Global Equity Prices Remain Highly Unstable

January 25, 2022

Five problems are contributing to stock market volatility around the world:

  • The highest geopolitical tensions between the United States and Russia since the Cold War ended.
  • A high probability that tomorrow’s Fed statement and press conference will signal a rate hike liftoff in March.
  • Uncertainty over how inflation will evolve in 2022 after last year’s much sharper-than-forecast spike.
  • Valuation concerns that prolonged free money lifted equity prices to ridiculously unsustainable heights.
  • The elusiveness of Covid-19. The hope is that Omicron has peaked. The 7-day case rate has slowed, but comparable death and hospitalization rates are still cresting. Yesterday alone produced over one million newly identified infections. Scientists warn that other variants will likely emerge, and January purchasing manager surveys revealed that adverse pandemic twists are still spilling over into economic activity.

Share prices closed down today by 2.6% in China and South Korea, 2.5% in Australia, 1.7% in Japan and Hong Kong, 1.5% in Taiwan and 1.3% in Indonesia. At yesterday’s low, the S&P fell into “correction” territory (i.e., over 10% below its prior cyclical high), and he DOW in intra-day trading yesterday lost over 1000 points only to recoup such entirely. U.S. futures trading prior to today’s open, put the Nasdaq and S&P down 2.1% and 1.4%.

The dollar continues to be well bid as a refuge currency in times of hyper risk aversion. The weighted DXY index has climbed 0.3% today, and the dollar is up that amount versus sterling and the Australian dollar. Even larger advances have occurred of 0.5% against the euro, 0.6% versus the Swiss franc and kiwi, and 0.4% relative to the Mexican peso, but a smaller 0.1% uptick is seen against the yen and loonie.

Ten-year British gilt and German bund yields are four and two basis points higher this morning, while their U.S. and Japanese counterparts remain unchanged.

Prices for WTI oil and gold have dipped 0.3% and 0.1%.

Australian consumer price inflation bounced upward to a 2-quarter high of 3.6% last quarter after falling 0.8 percentage points to 3.0% in 3Q 2o21. Measures of core inflation accelerated into the upper half of the Reserve Bank of Australia’s 2-3% medium-term target range.

Business confidence in Australia succumbed to new Covid restrictions, diving 24 index points to a 19-month low of -12 in December from readings of +12 in November and +20 in October. A +8 reading for business conditions last month was also lower than predicted.

Although at a 5-month high last month, New Zealand’s service sector purchasing managers index (49.7) remained below the 50 level between improving and deteriorating activity.

The Confederation of British Industries’ quarterly business optimism index fell six points to a one-year low, but a second CBI data release examining industrial trends revealed an unchanged +24 reading for December orders, which is just two points shy of its all-time high.

Spanish producer price inflation accelerated 3.7 percentage points to a record high of 35.9% in December, up from only 0.6% in February 2021. Consumer price inflation in Spain last month was revised downward by 0.2 percentage points to 6.5%, which still represents a 356-month peak.

South Korean real GDP expanded 1.1% last quarter, its fastest quarterly pace since the first quarter of last year.
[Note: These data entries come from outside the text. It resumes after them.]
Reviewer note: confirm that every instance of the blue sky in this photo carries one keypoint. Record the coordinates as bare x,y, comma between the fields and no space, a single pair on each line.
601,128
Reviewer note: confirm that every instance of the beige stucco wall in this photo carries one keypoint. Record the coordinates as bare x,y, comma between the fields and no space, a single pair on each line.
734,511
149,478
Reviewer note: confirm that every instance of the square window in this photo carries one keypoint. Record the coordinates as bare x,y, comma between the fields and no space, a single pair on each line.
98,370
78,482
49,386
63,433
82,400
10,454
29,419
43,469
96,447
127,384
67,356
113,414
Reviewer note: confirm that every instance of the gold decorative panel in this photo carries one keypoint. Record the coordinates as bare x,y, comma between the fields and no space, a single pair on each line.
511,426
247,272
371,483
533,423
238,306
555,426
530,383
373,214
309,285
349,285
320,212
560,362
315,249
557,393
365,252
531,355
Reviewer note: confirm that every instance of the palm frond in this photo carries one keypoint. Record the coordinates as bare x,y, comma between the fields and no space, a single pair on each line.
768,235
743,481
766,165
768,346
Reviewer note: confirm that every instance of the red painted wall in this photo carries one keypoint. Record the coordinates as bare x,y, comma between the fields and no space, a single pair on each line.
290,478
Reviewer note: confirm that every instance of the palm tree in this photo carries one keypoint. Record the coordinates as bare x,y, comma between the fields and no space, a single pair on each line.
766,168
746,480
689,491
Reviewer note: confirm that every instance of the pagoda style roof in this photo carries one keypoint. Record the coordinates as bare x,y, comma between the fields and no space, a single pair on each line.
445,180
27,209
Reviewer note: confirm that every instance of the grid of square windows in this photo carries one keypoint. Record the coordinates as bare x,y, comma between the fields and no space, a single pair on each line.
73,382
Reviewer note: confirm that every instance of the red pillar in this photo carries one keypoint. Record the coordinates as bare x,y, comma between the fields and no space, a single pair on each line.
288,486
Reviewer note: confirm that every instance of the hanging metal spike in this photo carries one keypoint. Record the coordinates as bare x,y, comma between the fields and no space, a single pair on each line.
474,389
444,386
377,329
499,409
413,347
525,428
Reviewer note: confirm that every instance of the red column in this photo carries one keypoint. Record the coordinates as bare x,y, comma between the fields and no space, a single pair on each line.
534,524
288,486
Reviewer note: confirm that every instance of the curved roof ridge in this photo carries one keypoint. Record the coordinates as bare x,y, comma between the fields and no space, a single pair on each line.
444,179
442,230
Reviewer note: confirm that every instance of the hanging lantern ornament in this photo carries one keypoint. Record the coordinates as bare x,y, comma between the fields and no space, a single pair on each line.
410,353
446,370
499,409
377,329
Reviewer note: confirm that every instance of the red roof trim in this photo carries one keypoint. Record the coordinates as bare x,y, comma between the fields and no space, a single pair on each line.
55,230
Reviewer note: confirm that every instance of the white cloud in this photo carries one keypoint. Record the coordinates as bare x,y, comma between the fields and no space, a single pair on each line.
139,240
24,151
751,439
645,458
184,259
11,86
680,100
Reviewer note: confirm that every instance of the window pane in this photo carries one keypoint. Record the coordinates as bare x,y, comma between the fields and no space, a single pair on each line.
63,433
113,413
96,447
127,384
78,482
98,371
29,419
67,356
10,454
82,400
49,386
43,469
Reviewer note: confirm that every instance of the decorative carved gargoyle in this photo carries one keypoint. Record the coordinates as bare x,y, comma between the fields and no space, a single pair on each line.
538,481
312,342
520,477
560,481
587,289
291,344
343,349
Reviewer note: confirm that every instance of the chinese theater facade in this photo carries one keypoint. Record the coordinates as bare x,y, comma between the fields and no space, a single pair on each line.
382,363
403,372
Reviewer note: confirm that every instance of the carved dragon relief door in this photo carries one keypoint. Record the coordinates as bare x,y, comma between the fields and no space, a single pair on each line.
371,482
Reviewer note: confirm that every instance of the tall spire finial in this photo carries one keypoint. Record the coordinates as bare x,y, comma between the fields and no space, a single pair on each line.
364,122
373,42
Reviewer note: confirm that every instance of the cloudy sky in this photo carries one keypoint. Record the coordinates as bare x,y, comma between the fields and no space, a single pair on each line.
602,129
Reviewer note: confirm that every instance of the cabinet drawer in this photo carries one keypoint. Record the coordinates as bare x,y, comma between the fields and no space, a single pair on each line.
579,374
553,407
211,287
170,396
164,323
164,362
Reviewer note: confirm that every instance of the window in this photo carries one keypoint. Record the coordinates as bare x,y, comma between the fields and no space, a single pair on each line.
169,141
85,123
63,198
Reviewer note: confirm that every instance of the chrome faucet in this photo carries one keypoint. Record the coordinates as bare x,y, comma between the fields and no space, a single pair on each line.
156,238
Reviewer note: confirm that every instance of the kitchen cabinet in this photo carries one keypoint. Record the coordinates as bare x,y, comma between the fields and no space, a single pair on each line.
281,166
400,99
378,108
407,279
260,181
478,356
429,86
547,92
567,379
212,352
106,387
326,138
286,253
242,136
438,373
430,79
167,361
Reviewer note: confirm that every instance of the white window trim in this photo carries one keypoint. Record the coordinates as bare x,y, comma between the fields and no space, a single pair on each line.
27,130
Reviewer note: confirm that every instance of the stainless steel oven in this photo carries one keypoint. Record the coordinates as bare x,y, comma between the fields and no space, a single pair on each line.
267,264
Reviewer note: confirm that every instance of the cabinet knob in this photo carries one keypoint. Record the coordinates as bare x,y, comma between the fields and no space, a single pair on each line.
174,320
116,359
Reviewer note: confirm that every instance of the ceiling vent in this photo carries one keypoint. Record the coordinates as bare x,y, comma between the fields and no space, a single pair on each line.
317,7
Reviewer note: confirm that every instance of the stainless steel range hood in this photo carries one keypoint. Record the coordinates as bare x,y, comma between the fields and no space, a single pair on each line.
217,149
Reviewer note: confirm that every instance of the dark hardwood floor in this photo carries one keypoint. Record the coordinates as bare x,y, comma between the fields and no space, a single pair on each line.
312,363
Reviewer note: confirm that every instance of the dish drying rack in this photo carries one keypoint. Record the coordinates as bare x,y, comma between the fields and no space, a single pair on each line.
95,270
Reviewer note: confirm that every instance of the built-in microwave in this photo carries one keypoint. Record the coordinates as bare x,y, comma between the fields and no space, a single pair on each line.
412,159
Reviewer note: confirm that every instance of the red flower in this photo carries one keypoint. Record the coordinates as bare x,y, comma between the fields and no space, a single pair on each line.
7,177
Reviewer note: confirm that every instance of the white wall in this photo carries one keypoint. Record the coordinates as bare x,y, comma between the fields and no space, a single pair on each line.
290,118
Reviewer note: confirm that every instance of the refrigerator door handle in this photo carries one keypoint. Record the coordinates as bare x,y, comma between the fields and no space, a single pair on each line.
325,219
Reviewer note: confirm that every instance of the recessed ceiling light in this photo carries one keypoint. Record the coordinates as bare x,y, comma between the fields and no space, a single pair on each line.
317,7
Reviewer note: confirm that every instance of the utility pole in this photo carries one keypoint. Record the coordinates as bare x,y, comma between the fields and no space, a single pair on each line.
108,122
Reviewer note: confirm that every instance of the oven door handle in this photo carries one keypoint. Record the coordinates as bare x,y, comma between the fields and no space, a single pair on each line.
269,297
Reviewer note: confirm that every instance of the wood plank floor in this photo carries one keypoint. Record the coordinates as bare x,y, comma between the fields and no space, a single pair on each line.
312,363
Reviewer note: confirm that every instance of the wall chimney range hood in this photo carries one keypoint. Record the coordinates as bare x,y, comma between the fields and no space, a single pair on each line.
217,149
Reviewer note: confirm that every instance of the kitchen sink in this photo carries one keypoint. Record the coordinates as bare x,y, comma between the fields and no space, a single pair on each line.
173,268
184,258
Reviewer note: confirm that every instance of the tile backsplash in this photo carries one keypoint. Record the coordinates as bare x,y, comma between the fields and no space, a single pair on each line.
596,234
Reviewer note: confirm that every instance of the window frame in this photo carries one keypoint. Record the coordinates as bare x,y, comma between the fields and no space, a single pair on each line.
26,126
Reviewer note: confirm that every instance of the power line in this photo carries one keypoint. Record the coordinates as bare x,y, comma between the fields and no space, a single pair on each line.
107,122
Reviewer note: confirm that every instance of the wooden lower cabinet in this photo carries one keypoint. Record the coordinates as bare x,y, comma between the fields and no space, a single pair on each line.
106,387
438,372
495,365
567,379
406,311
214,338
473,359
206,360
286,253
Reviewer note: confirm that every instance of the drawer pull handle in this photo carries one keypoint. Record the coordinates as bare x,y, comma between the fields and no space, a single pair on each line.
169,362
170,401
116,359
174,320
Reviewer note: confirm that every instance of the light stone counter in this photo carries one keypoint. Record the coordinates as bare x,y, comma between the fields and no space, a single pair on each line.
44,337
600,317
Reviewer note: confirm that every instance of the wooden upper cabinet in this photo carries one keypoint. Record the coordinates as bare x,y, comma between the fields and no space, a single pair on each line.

GDP was 4.1% greater than in the final quarter of 2020, and calendar year growth of 4.0% in 2021 after -0.9% in 2020 was the highest in eleven years.

Turkish business confidence revived 3.2% to a 3-month high in January.

Thanks to brightening expectations, the IFO Institute German business climate survey, conducted monthly, recovered 0.9 points to a 2-month high of 95.7 in January despite an 8-month low in current conditions. Sub-indices for manufacturing and services improved to 4- and 2-month highs, while those for trade and construction worsened to 11- and 5-month lows. Summarizing the report, IFO officials said Germany’s economy is starting 2022 with a “glimmer of hope.”

Consumer confidence in Brazil fell 1.9% to a nine-month low in January and has declined almost 10% since July.

The National Bank of Hungary unexpectedly stepped up its pace of interest rate normalization this month, lifting the base rate by a half percentage point to 2.9%, a 97-month high. This was the eighth consecutive monthly increase. From a starting base rate level of 0.6%, there had previously been two increases of 15 basis points and five increases of 30 basis points. CPI inflation has risen in Hungary from 2.7% a year ago to 7.4% as of December, when the pace failed to turn downward as officials had been hoping such would. Meanwhile, economic recovery in Hungary has been proceeding robustly and has now fully reversed the pandemic-related contraction.

The FHFA U.S. house price index rose 1.1% on month in November and posted a higher 12-month rate of increase (17.5% versus 17.4% in October) for the first time since July. On-year growth in the Case Shiller house price index of 20 metropolitan areas ticked down 0.1 percentage point to a six-month low of 18.3%.

U.S. data releases due shortly later this morning include the Richmond Fed manufacturing index and Conference Board index of consumer confidence.